João Mendes de Silva
Better known as Amadeus of Portugal, O.F.M., (1420–1482), was a Portuguese nobleman who became first a monk, then left that life to become a friar of the Franciscan Order. Later he became a reformer of that Order, which led to his founding of a distinct branch of the Friars Minor that was named after him, later suppressed by the Pope in order to unite them into one great family of Friars Minor Observants (1568).
He was born João de Menezes da Silva in 1420 in Campo Maior, Portugal, the youngest of the eleven children of Rui Gomes da Silva, the first Magistrate of Campo Maior, on the border of Spain and Portugal, and of Isabel de Menezes, an illegitimate daughter of Dom Pedro de Menezes, 1st Count of Vila Real and 2nd Count of Viana do Alentejo, under whom Silva served in Ceuta. One of his sisters was Saint Beatrice of Silva, a noted Marian mystic and the foundress of the monastic Order of the Immaculate Conception.
He began his religious life in the Hieronnymite monastery of Notre-Dame de Guadalupe (Spain), where he spent about ten years. Desirous of joining the Franciscans, he went to Italy, where after some delay he was received into the order and, living in various convents, chiefly at Milan, attracted attention by his virtue and miracles.
Under the protection of the Archbishop of Milan, he established the convent of Notre-Dame de la Paix (1469) which became the centre of a Franciscan reform. The minister general of the order Francesco della Rovere, later pope under the name of Sixtus IV, extended his protection to him. Other foundations were made in Italy, among one at Rome.
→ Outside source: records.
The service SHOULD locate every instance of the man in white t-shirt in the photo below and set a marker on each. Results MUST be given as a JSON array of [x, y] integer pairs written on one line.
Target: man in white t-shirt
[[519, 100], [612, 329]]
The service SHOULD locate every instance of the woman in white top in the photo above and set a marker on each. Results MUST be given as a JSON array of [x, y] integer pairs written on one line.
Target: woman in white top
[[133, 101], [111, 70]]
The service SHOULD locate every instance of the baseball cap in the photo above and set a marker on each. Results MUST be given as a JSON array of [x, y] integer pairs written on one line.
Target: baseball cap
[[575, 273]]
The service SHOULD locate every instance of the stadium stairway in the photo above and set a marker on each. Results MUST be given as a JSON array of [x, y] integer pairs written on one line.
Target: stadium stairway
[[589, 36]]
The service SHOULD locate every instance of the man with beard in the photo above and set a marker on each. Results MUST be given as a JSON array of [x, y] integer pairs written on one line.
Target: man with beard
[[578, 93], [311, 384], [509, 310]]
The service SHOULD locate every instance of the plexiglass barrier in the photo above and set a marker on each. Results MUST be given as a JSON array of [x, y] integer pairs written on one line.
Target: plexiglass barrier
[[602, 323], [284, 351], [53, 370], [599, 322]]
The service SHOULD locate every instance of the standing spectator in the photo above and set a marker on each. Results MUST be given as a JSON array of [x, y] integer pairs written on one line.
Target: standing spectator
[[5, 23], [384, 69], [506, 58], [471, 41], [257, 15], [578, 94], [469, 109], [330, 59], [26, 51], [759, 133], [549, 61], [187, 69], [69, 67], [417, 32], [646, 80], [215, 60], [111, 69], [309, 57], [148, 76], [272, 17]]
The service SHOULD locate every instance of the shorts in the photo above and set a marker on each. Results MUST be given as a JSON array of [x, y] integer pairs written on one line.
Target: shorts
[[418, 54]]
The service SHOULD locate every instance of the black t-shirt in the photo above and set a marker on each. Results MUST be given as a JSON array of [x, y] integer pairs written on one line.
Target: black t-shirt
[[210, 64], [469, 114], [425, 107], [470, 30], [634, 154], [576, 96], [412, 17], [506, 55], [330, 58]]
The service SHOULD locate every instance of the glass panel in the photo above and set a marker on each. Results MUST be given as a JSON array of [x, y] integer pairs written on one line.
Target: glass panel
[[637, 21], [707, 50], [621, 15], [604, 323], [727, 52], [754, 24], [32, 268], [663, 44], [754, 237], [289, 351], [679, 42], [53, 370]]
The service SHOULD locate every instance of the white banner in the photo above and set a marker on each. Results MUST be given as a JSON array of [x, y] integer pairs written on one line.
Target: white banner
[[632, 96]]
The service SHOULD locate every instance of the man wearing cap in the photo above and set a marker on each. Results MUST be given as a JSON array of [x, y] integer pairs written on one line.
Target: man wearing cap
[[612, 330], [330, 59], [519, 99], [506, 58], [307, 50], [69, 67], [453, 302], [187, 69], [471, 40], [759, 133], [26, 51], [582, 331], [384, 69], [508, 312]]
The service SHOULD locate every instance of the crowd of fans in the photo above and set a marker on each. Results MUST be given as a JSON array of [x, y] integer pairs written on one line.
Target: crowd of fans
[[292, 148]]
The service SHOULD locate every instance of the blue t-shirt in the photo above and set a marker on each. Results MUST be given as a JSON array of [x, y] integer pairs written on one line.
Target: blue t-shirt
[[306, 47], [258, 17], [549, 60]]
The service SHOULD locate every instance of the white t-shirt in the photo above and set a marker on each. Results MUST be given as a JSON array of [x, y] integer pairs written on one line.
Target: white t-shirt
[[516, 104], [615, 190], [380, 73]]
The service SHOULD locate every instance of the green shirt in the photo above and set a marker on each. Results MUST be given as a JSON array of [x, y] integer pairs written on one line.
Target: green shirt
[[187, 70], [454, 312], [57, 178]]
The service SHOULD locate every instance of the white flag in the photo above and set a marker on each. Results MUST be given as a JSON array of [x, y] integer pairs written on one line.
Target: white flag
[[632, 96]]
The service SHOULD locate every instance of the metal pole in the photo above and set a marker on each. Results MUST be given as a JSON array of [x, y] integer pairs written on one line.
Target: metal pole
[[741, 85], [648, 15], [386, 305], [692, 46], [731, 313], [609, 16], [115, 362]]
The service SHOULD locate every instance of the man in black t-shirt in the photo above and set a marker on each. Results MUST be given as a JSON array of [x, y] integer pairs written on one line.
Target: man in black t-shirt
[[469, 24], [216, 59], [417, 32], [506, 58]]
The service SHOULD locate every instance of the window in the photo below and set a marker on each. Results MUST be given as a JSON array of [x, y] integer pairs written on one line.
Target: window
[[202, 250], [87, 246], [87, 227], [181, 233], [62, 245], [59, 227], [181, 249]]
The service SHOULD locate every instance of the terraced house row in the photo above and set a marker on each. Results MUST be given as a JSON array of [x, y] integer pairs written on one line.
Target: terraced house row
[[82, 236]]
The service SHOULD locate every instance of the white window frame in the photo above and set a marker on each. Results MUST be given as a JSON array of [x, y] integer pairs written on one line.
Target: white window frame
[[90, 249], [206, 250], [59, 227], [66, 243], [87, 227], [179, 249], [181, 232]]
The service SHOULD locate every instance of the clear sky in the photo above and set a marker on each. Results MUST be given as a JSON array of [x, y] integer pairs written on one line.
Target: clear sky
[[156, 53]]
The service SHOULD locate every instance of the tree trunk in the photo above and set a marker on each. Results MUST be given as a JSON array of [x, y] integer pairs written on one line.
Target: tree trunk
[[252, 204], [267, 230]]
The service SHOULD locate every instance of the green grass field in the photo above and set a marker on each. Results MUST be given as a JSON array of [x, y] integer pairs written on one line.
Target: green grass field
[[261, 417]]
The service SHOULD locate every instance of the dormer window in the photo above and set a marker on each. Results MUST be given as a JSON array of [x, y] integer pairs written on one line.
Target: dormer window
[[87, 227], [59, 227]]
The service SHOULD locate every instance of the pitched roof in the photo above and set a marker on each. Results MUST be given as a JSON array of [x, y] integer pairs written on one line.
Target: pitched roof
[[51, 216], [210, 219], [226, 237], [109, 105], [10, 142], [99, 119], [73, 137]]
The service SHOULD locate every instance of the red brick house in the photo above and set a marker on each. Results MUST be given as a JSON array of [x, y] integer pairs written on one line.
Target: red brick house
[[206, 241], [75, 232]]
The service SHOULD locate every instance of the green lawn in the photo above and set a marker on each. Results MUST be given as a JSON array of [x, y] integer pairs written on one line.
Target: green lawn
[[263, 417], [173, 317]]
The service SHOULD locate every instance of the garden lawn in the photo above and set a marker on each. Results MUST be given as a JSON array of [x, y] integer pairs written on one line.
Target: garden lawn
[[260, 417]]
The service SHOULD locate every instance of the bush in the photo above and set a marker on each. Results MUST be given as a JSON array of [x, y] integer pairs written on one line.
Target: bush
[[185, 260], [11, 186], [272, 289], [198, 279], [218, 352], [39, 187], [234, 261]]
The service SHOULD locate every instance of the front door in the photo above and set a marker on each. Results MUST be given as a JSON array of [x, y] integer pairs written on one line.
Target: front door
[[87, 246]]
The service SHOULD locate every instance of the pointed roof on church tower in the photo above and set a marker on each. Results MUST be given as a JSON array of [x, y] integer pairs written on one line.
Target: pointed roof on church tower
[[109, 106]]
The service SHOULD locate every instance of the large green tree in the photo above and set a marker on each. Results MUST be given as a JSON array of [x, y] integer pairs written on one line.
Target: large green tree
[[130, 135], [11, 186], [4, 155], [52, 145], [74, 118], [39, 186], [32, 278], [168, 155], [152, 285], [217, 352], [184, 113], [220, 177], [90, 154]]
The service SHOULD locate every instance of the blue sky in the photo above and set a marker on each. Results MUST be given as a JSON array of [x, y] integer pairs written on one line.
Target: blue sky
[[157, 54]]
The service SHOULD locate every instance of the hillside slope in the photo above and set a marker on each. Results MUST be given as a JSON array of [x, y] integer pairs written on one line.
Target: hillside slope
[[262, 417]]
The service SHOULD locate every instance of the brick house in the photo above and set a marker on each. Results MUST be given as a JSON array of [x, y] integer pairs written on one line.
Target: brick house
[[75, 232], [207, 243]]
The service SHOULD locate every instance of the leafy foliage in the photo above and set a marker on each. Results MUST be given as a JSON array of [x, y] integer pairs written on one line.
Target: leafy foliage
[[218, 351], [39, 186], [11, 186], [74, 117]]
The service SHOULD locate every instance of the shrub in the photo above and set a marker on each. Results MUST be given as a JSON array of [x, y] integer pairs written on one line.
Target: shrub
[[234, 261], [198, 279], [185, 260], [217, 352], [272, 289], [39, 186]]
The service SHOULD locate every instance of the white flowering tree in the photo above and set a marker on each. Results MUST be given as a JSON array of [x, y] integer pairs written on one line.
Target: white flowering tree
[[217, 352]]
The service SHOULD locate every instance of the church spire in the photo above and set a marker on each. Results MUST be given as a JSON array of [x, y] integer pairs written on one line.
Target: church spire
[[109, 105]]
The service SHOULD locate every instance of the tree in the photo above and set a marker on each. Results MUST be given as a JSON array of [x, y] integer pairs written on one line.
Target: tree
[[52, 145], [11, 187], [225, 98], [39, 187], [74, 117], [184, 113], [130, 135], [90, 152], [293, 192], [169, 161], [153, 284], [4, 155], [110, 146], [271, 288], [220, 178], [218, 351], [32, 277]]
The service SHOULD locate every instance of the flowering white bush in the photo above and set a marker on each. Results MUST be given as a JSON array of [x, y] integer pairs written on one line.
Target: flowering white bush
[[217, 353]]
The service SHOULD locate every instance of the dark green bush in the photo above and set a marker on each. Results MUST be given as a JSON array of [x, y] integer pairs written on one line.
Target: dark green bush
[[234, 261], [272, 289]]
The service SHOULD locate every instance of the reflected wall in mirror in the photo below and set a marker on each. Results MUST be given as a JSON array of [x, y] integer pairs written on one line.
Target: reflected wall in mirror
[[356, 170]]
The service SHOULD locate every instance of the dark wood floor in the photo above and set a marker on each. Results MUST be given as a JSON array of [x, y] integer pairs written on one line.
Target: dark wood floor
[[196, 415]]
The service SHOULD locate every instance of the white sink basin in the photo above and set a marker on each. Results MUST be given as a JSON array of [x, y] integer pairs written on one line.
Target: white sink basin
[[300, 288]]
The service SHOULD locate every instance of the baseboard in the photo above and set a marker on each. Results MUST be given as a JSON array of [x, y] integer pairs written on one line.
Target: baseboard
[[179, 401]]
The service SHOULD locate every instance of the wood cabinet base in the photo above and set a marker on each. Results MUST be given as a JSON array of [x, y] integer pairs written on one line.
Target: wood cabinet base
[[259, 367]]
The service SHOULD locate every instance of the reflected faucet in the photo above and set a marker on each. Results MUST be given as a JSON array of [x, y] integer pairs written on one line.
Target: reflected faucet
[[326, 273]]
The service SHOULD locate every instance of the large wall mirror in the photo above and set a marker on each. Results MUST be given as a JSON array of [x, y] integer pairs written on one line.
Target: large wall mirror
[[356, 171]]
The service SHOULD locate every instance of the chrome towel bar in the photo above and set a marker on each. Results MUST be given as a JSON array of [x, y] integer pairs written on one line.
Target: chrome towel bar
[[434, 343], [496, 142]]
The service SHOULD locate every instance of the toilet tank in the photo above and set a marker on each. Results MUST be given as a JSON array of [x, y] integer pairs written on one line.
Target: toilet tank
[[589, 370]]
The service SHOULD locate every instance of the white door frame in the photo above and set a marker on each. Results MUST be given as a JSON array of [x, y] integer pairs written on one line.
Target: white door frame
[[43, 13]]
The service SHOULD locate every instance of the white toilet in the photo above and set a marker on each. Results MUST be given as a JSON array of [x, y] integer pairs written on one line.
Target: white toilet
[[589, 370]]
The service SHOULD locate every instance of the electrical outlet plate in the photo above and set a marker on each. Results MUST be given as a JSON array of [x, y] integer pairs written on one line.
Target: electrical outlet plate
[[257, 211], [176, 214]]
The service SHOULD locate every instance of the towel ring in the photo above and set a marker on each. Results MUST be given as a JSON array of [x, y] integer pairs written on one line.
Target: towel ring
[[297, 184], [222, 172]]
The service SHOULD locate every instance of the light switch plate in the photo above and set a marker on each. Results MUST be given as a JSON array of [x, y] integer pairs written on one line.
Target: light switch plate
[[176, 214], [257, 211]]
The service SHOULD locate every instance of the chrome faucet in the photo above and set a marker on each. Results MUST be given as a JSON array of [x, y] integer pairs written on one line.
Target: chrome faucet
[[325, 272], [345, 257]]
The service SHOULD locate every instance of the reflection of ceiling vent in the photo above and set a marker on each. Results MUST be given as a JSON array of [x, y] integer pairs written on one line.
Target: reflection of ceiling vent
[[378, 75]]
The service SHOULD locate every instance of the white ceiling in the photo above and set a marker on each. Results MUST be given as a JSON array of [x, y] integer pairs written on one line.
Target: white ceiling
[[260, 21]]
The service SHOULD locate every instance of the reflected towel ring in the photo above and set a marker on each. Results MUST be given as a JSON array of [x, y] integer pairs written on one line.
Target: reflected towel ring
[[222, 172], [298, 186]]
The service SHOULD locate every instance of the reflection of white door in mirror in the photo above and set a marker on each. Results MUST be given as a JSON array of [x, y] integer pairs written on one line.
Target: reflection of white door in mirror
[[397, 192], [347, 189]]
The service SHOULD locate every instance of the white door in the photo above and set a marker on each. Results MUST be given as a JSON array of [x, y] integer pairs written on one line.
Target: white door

Supernatural favours obtained through his intercession aided in the spread of his cult, and the Bollandists testify to the authenticity of the title “Blessed” bestowed on him. He composed a yet published treatise entitled “De revelationibus et prophetiis”, two copies of which are mentioned by Nicholas Antonio. The work of another Amadeus, “Homilies on the Blessed Virgin”, has been erroneously attributed to him.
The convents he founded continued after his death to form a distinct branch of the Franciscans, the friars were called the Amadeans or Amadists, and they had twenty-eight houses in Italy, the chief one, Saint Peter de Montorio, in Rome. Innocent VIII gave them the convent of Saint Genesto near Cartagena in Spain (1493). The successors of Blessed João, Georges de Val-Camonique, Gilles de Montferrat, Jean Allemand, Bonaventura de Cremona, preserved his foundation in its original spirit until Saint Pius V suppressed it along with similar branches of the Franciscan Order uniting them into one great family of Friars Minor Observants (1568).
(Cfr: Catholic Encyclopedia, Acta SS., August. II, .562-606; ANTONIO, Bibliotheca vetus hispana, II, 217-18; WADDING, Annales Minorum, VI, VII, VIII; HELYOT, Histoire des ordres religieux, VII, 106-12.)